Communicate with everyone beforehand

To make sure introducing your new partner to the fam goes smoothly, knowing where they stand is a must. As Insider writes, communication is key during this whole scenario. Firstly, don't assume that they want to be a part of a family holiday just yet. This is a massive relationship step, and maybe they're not ready for it. On the other hand, don't put a time limit or restriction on bringing a new partner home for the holidays. "If you feel strongly about this partner, even if you just met, why not extend the offer?" relationship expert and author Susan Winter told Insider. "It's a very good way to find out where you stand. I don't think it's too early if you like each other."
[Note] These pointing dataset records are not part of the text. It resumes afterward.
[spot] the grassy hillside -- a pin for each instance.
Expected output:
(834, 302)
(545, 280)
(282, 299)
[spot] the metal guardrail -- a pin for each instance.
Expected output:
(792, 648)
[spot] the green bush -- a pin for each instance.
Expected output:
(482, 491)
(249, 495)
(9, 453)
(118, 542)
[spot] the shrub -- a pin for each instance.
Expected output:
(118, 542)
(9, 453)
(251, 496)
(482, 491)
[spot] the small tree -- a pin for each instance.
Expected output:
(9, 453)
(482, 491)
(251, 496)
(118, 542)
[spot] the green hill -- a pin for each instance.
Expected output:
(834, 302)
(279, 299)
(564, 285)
Communicate with your family beforehand, too, because it's not a good idea to surprise them with this new partner. Touching base with family members beforehand can also be a great time to answer questions yourself and set boundaries, whether conversational or otherwise. Winter also said you should be considerate and bring up the topic of sleeping arrangements before you even leave. "This depends on how close you are to your parents and how open-minded they are," she said. "You don't have to stay with the family. You can stay in a hotel. You're adults. If you do stay in the home, you know your parents well enough — know the ground rules and don't push it."

Respect your partner and your family during the holiday gathering

Not that you have to put your partner above all else — because, if your partner turns out to be inconsiderate or not-so-great, you don't want to feel like you have to choose them over your family — but your partner's needs and comfort are immensely important through all of this. A great way to ease any anxiety your partner might have about coming into your family's dynamic is to explain it to them in as much detail as you can, Becky Whetstone, Ph.D., a marriage therapist in Little Rock, AR. told SELF.

Your respect for your partner also shouldn't go out the door; they're not a stranger, and bringing them to meet your family for the holidays is, again, a massive step toward your future together. Try not to let your own anxieties get to you. Dr. Gail Gross, Ph.D., a human behavior, parenting, and education expert and author, wrote for HuffPost that it's a good idea to "allow your partner space during the trip." They'll be just as stressed — if not more — because they're the ones walking into unfamiliar territory and meeting your important people for the first time. "If your partner seems overwhelmed, suggest a quiet walk around the neighborhood or a movie date," she writes. Overall, be kind to yourself and your partner and check in with them often, especially if things seem off.